Beyond the quest for economic stability, there are migrants who take on migratory
journeys seeking better educational opportunities. A migrant from Haiti, Dales Louissaint, went
on a long and dangerous journey in 2016, arriving at the Mexican border with the US. Rather
than crossing the border and risking deportation, Dales chose to stay in Mexico where he
dedicated himself to learning Spanish in order to study law at the Autonomous University of
Baja California (UABC). It was difficult for him to study in a language that was new to him, all the
while working full-time to make a living for himself, yet he was able to obtain his degree, an
achievement which was celebrated in the local media. Rather than leaving then, he committed
himself to staying, as he explains in the second part of his story “ A Haitian’s Difficult Path to
Success in Tijuana ”, “Mexico helps me a lot and I also help Mexico, I mean in terms of what I
offer society and what society has given me.” Dales intends to apply his studies to helping
Haitians and other migrants in search of legal guidance at the border.
makes art to support his community
Following in the path of Wesly Désir, another Haitian migrant who even obtained his
doctoral degree in Tijuana and now works as an instructor at the UABC (Désir tells his own
story under the title “A Different Perspective on Haitian Migration”, Part I and Part II), Dales
decided not to limit himself to a single degree.
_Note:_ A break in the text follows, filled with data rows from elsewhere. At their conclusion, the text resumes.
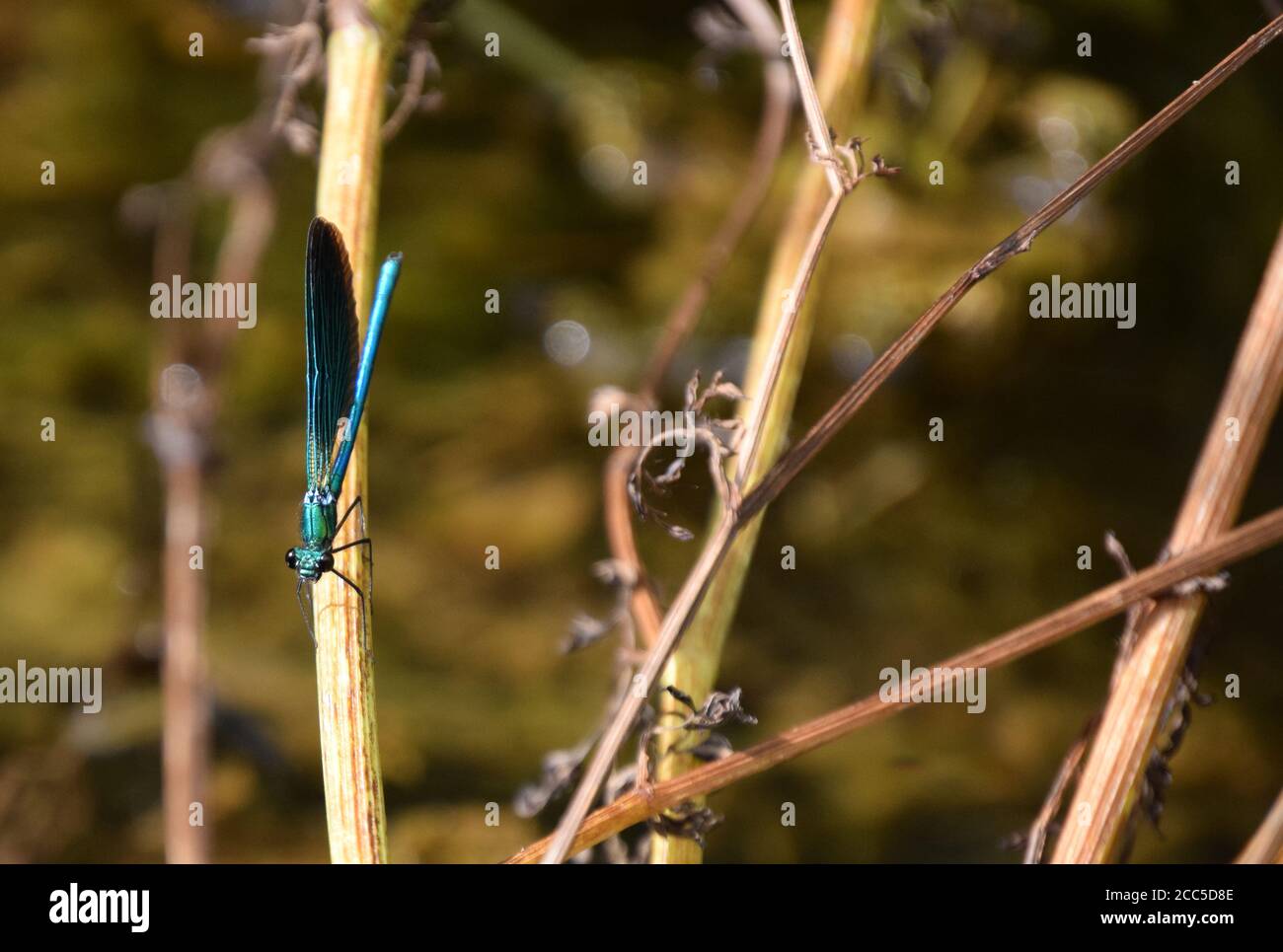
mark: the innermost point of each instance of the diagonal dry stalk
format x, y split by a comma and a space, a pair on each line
775, 365
363, 41
1266, 843
1156, 580
1140, 703
715, 549
685, 313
In the third installment to his story, Dales
recounts his experience of learning a new language, English, in order to continue with his
studies, being admitted to a masters program in international law in the University of San Diego.
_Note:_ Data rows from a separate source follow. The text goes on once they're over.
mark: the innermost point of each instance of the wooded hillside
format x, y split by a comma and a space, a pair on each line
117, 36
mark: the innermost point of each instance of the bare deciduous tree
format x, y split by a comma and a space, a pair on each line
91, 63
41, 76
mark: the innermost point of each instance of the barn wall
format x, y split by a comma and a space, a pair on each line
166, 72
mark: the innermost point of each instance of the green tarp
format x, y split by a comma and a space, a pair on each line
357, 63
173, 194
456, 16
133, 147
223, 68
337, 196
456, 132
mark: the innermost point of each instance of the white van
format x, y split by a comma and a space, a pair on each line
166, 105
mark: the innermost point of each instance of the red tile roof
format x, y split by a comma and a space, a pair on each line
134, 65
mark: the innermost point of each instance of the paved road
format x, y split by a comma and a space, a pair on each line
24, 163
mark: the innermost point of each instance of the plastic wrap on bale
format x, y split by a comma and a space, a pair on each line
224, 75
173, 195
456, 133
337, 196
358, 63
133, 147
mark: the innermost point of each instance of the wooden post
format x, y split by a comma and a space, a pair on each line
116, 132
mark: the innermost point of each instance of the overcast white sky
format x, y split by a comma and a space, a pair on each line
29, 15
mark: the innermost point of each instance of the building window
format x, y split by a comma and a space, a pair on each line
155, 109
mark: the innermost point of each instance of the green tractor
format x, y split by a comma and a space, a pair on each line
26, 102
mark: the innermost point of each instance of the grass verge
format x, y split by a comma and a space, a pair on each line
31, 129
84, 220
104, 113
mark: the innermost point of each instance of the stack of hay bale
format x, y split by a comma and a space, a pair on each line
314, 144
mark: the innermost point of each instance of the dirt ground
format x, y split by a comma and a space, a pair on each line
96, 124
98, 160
In addition, he speaks of plans for an internship with a organization in the US, where he will
work with migrants who need legal support regarding asylum, Temporary Protected Status or
other issues. At the end of the second part of his digital story, Dales offers inspiration for other
migrants also going through a difficult journey and who don’t want to abandon their personal
ambitions: “What one individual can accomplish, another can also accomplish.”
In contrast with Dales, who chose to stay on the border, there are other migrants who
have found themselves stuck at the border, though only temporarily. This does not mean that
they have not been able to contribute in sometimes extraordinary ways within these transitional
surroundings. Douglas Oveido, a Honduran migrant, in “ Stories from the Caravan: Part IV ”
about the difficulties he and his companions experienced upon arriving at the border in a
caravan in late 2018: “All the shelters were completely full [...] I saw people sleeping on the
street, mothers returning from court with nowhere to go.” Douglas, a charismatic and
entrepreneurial migrant, led a group of migrant activists who, with the help of people allied with
their cause in Tijuana, rehabilitated an abandoned building to create a shelter called Casa
Hogar el Puente, in his words: “a shelter for Central Americans, for migrants, made by us” so
that “migrants could feel at home, supported and safe.”
Extraordinary stories like these make clear not only how migrants are able to overcome
adversities, but also how these efforts refute false narratives and exaggerations that stigmatize
them. At the end of the day, these migrants are not victims or parasites, but leaders who can be
found on what Esther Morales calls in the fourth part of her story “the side of the brave.”